PERU — As Gov. Mitch Daniels walked into a Peru restaurant last week, a woman asked him the question on many Hoosiers’ minds.
“What are we doing for Indiana jobs, governor?” Vickie Watts asked.
“We’re working on it every day,” Daniels said. “And we are working on it as hard as we can.”
Watts told Daniels she was on disability and had lost two homes. She lives in a mobile home funded by her disability checks.
“There ain’t no work nowhere,” she said.
Daniels said later in an interview he was hopeful the Hoosier Heartland could help maintain traditional industry and promote new, green jobs in the area.
The completion by 2013 of the segments from Logansport to Lafayette will attract business to the area, he said.
“What kinds of jobs could the corridor lead to?” Daniels asked. “It’s a pretty good guess that anything heavy materials. To get it where it’s going more quickly you save some real money.”
The governor said the project would instantly make locations on the highway more attractive.
“There’s a company talking about coming to Delphi because of the fact that they know the road will be there,” he said. “Now that they know for sure the road will be there they will make the investments in Delphi, in Logansport and that’s what we were out to create.”
Shortening travel times for companies translates into savings, he said.
“Jobs is the main reason we have worked so hard to make these record-setting investments,” he said.
Daniels used Cass County and the corridor as an example to tie traditional industry to modern green projects such as wind power.
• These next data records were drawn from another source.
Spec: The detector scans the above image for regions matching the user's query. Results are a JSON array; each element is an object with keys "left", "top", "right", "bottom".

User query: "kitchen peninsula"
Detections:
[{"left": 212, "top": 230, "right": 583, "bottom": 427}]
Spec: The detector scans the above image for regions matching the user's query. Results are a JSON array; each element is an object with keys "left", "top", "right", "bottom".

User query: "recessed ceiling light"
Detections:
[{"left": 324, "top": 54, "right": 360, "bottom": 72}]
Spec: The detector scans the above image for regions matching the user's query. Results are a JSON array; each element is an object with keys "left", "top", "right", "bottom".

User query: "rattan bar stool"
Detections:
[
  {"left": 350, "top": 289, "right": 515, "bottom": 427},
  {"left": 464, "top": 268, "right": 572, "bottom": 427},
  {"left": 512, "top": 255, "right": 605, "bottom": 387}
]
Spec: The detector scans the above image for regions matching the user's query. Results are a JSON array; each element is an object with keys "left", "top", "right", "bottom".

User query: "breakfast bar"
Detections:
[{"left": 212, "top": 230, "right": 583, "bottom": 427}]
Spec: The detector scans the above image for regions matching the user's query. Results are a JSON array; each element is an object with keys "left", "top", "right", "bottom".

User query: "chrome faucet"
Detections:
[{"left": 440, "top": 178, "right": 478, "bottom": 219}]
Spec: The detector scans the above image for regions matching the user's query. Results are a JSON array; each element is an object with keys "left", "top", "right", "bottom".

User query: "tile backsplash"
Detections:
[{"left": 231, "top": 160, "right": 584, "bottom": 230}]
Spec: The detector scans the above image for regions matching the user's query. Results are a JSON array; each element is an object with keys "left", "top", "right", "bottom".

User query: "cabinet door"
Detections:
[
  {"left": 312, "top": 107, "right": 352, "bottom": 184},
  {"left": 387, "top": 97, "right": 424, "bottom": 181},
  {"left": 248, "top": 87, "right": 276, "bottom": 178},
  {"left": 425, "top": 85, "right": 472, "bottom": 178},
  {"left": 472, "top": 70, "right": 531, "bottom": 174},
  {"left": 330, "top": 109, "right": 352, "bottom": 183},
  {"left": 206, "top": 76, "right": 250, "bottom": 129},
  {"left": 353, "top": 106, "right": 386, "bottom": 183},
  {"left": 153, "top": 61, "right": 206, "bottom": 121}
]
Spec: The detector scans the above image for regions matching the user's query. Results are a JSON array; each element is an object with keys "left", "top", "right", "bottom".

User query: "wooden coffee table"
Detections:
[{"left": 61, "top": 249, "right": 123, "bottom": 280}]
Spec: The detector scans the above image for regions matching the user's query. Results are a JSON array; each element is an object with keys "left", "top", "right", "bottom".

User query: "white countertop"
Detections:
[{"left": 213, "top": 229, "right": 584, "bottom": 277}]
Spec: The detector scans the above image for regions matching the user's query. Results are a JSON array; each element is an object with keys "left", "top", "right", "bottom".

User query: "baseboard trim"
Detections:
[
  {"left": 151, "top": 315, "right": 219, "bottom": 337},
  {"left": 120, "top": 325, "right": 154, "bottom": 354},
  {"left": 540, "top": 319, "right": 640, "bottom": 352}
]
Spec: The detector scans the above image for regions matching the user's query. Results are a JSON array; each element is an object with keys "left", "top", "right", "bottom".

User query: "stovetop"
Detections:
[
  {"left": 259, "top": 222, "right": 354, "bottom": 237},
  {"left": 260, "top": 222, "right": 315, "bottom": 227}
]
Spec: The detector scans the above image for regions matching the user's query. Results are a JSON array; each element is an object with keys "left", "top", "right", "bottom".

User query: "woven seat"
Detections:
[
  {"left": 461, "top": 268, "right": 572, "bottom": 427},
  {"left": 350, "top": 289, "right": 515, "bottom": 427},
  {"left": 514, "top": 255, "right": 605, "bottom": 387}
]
Indiana is a viable place to generate wind power, he said, because of the natural wind and the state’s proximity to the grid.
Logansport and Cass County provide an ideal location to manufacture equipment for that wind energy, he said.
“We’ve begun to see some companies that will be producing turbines or gears or the frames, for instance, for wind power,” Daniels said. “It makes sense to make wind turbines close to where they are going to use them, and sure, Logansport would be a candidate.
“It’s a lot better to make something heavy in Logansport if it’s going to White County or to the states due west of us.”
The governor said he wanted to note that green jobs should be used as an additional work force opportunity, rather than a substitute one.
“I think we should be careful not to think we should just walk away from the kind of jobs that have always been important to Indiana,” Daniels said. “I want to add these jobs to those we have. There’s not enough of them to just give up on manufacturing and logistics and so forth.”
Regardless of the type of industry, the governor said the Hoosier Heartland should be a benefit to Logansport and Cass County.
“Anybody at our highway department will tell you, I’m intensely interested in all our major projects, but the one I’m most excited about of all is the Hoosier Heartland Corridor, and that’s because it will touch so many towns, and some of the towns like Logansport that have always made Indiana great.”